Prior to each of their appointments to the Board, none of Messrs. Berman, Boller
or O'Connor owned any shares of Nayna. On May 17, 2005, the Board granted each
of Messrs. Berman, Boller and O'Connor, pursuant to Nayna's 2000 Stock Option
Plan, a nonqualified stock option to purchase 150,000 shares of Nayna common
stock, which shall vest quarterly, in equal installments over three years. Mr.
O'Connor was also granted a nonqualified stock option to purchase 10,000 shares
of Nayna common stock, which shall vest in full on the one-year anniversary of
the date of grant, as consideration for his service as the chairperson of the
Audit Committee. Each of Messrs. Berman and Boller were granted nonqualified
stock options to purchase 5,000 shares of Nayna common stock, each of which
shall vest in full on the one-year anniversary of the date of grant, as
consideration for their service as chairpersons of the Compensation Committee
and the Nominating Committee, respectively. In addition, each of Messrs.

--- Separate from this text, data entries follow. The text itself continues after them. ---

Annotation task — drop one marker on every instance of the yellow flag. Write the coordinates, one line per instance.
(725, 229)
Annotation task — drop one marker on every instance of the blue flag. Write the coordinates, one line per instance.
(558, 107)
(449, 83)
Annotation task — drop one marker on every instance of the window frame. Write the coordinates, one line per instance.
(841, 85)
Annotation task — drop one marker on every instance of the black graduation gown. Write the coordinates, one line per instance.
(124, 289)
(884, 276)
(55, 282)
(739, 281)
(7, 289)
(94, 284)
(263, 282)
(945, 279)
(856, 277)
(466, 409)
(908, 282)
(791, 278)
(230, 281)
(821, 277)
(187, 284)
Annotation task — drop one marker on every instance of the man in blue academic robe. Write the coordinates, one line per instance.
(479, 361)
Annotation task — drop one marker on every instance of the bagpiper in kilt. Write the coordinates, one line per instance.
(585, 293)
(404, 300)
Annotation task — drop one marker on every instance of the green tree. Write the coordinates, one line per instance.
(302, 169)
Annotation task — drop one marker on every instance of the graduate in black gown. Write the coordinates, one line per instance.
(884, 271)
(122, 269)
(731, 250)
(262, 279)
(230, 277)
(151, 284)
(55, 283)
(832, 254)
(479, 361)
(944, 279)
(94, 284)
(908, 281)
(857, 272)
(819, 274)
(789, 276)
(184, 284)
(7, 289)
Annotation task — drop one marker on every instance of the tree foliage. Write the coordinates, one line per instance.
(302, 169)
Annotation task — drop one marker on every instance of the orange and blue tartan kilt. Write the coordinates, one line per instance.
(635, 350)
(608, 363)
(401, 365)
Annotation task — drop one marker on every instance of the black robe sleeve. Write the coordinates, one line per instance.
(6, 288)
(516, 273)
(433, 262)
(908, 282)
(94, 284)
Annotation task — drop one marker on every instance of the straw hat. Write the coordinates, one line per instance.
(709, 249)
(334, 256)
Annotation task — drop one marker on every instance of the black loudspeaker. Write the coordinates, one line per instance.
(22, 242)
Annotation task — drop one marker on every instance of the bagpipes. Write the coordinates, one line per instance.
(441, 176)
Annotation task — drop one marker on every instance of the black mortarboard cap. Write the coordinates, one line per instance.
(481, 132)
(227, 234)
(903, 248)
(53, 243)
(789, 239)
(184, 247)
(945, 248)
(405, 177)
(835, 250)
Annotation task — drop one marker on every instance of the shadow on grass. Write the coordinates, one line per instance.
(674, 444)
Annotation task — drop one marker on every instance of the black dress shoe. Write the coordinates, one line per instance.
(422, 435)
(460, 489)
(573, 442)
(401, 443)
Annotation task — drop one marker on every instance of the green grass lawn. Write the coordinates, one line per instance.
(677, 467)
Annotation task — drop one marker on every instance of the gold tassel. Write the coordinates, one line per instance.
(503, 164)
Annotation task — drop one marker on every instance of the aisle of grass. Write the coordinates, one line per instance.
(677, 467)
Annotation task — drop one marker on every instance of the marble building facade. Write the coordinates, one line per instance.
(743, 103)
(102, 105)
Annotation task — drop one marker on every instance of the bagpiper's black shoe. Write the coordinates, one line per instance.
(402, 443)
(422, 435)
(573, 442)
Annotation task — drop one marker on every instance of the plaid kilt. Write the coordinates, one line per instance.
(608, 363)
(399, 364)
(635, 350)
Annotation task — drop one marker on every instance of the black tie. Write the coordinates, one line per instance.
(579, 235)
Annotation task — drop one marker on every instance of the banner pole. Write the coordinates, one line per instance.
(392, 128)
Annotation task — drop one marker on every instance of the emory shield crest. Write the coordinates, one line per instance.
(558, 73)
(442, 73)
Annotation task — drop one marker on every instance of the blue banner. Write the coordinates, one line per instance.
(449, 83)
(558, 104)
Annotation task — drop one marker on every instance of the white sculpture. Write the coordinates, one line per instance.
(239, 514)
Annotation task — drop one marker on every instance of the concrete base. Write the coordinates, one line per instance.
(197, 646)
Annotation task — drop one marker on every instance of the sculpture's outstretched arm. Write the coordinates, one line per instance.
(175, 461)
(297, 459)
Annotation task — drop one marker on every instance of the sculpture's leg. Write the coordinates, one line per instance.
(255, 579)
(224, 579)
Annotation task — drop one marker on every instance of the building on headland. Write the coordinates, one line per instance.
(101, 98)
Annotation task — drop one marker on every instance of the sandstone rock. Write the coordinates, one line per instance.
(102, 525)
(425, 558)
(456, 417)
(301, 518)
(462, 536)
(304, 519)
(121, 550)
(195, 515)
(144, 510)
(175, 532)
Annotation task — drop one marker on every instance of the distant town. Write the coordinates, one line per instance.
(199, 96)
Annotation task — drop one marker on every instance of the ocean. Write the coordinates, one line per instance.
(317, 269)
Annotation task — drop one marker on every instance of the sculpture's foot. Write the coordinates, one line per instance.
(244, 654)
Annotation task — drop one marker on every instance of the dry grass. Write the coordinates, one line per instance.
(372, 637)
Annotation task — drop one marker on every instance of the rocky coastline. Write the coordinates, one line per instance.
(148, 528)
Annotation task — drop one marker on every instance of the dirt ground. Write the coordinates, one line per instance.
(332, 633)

Berman,
Boller and O'Connor are eligible to receive a nonqualified stock option grant of
an additional 25,000 shares of Nayna common stock at each annual meeting of
shareholders, each of which shall vest in full on the one-year anniversary of
the date of grant. A copy of the press release announcing the election of new
members of the Board is attached hereto as Exhibit 99.2.

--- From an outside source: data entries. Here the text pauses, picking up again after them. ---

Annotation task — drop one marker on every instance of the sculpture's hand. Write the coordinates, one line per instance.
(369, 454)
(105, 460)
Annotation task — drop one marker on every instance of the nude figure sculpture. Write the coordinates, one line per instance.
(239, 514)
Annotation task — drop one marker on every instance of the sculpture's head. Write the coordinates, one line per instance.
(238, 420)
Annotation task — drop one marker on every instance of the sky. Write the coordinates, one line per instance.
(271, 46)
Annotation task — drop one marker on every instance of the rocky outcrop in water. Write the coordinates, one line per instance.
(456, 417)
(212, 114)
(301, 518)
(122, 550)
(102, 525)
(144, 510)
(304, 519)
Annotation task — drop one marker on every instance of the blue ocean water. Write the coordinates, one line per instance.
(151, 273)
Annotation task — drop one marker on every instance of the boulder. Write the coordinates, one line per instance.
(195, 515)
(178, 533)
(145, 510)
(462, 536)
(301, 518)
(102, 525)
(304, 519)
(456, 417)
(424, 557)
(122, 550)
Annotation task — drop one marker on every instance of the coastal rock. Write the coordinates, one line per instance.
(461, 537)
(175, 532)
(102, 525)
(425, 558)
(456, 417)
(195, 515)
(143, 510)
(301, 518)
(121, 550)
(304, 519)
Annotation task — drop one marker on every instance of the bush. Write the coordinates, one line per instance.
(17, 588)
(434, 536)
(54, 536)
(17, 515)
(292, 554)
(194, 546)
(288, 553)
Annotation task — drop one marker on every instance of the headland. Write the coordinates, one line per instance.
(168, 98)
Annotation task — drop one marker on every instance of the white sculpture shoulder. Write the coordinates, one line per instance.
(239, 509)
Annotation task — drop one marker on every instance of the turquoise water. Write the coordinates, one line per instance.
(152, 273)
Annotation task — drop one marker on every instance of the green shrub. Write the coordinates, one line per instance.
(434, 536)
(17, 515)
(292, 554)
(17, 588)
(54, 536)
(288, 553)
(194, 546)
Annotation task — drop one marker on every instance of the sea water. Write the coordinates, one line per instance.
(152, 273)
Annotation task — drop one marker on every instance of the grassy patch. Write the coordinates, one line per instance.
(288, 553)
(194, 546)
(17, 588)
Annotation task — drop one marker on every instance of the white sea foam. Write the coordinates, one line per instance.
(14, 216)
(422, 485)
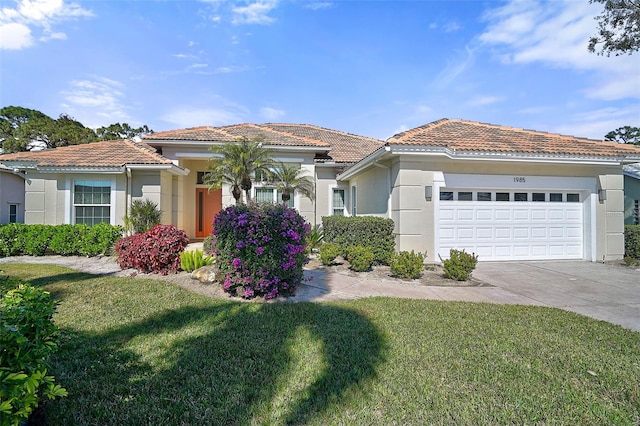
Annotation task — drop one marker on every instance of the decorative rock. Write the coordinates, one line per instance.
(207, 274)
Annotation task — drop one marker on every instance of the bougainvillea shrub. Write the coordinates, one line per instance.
(155, 251)
(260, 249)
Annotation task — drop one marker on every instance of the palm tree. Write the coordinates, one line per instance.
(289, 178)
(237, 162)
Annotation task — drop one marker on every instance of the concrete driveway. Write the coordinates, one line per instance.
(606, 292)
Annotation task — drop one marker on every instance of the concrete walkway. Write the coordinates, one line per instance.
(606, 292)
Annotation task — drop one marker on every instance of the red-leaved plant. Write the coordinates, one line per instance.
(155, 251)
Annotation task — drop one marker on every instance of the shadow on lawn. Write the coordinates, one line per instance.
(224, 364)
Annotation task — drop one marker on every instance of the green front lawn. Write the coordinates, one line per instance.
(141, 351)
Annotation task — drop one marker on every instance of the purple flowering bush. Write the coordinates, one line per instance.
(260, 249)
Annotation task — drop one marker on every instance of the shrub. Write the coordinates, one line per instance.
(155, 251)
(208, 244)
(143, 215)
(27, 338)
(329, 252)
(66, 240)
(360, 258)
(99, 239)
(407, 264)
(368, 231)
(260, 249)
(459, 265)
(632, 241)
(194, 259)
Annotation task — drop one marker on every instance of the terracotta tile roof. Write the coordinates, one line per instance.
(346, 147)
(463, 135)
(234, 132)
(96, 154)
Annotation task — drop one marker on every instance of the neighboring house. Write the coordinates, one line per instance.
(632, 194)
(11, 196)
(501, 192)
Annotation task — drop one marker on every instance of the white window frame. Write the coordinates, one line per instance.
(111, 204)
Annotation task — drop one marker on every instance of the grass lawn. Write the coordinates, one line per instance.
(141, 351)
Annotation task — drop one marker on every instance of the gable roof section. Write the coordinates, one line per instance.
(346, 147)
(234, 132)
(109, 154)
(472, 136)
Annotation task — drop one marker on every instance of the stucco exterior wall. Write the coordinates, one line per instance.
(631, 194)
(11, 192)
(415, 217)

Item 5.03.  AMENDMENTS TO ARTICLES OF INCORPORATION OR BYLAWS; CHANGE IN FISCAL
YEAR

On May 17, 2005, the Board resolved to change Nayna's fiscal year from one
ending August 31 to one ending December 31. Pursuant to Rule 13a-10 under the
Securities Exchange Act of 1934, Nayna will file a separate transition period
report on Form 10-KSB for the period commencing September 1, 2004 and concluding
December 31, 2004.


Item 9.01.  FINANCIAL STATEMENTS AND EXHIBITS

(c)  Exhibits.

Exhibit No.    Description
- -----------    -----------

10.1           Agreement and Plan of Reorganization by and among Nayna Networks,
               Inc., SSDI Acquisition Corporation and South Seas Data, Inc.
99.1           Press Release, dated May 18, 2005, announcing the signing of the
               Agreement and Plan of Reorganization with South Seas Data, Inc.
99.2           Press Release, dated May 23, 2005, announcing the election of new
               members of the Board.


                                   SIGNATURES

          Pursuant to the requirements of the Securities Exchange Act of 1934,
the registrant has duly caused this report to be signed on its behalf by the
undersigned hereunto duly authorized.

                                       NAYNA NETWORKS, INC.

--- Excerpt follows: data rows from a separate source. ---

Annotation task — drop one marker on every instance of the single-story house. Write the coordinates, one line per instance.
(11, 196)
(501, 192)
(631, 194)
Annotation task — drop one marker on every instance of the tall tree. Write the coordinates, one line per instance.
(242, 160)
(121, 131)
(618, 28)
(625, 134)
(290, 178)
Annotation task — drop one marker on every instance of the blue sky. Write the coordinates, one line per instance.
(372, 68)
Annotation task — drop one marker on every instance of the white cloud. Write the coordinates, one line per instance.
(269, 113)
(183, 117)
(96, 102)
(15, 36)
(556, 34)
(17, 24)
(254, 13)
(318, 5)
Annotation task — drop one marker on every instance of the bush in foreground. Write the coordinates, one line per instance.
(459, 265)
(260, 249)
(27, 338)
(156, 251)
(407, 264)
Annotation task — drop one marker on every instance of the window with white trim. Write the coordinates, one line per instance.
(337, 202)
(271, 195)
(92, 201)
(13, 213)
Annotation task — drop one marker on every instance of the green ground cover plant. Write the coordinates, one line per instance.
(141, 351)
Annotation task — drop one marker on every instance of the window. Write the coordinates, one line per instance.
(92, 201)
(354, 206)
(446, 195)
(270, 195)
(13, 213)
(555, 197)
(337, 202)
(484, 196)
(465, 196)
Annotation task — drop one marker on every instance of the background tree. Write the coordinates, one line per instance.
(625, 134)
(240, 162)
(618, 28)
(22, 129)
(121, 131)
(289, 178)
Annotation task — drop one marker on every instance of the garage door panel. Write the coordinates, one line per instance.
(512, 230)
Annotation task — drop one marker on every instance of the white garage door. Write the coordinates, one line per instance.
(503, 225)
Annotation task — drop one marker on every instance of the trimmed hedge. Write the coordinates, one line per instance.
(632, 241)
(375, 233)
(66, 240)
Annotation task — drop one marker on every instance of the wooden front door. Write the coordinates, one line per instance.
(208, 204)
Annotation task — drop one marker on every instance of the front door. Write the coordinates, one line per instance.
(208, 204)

                                    By: /s/ Naveen S. Bisht
                                       ------------------------------------
                                       Naveen S. Bisht
                                       President and Chief Executive Officer


Date:  May 23, 2005



                                  EXHIBIT INDEX

Exhibit No.    Description
- -----------    -----------

10.1           Agreement and Plan of Reorganization, dated May 17, 2005, by and
               among Nayna Networks, Inc., SSDI Acquisition Corporation and
               South Seas Data, Inc.
99.1           Press Release, dated May 18, 2005, announcing the signing of the
               Agreement and Plan of Reorganization with South Seas Data, Inc.
99.2           Press Release, dated May 23, 2005, announcing the election of new
               members of the Board.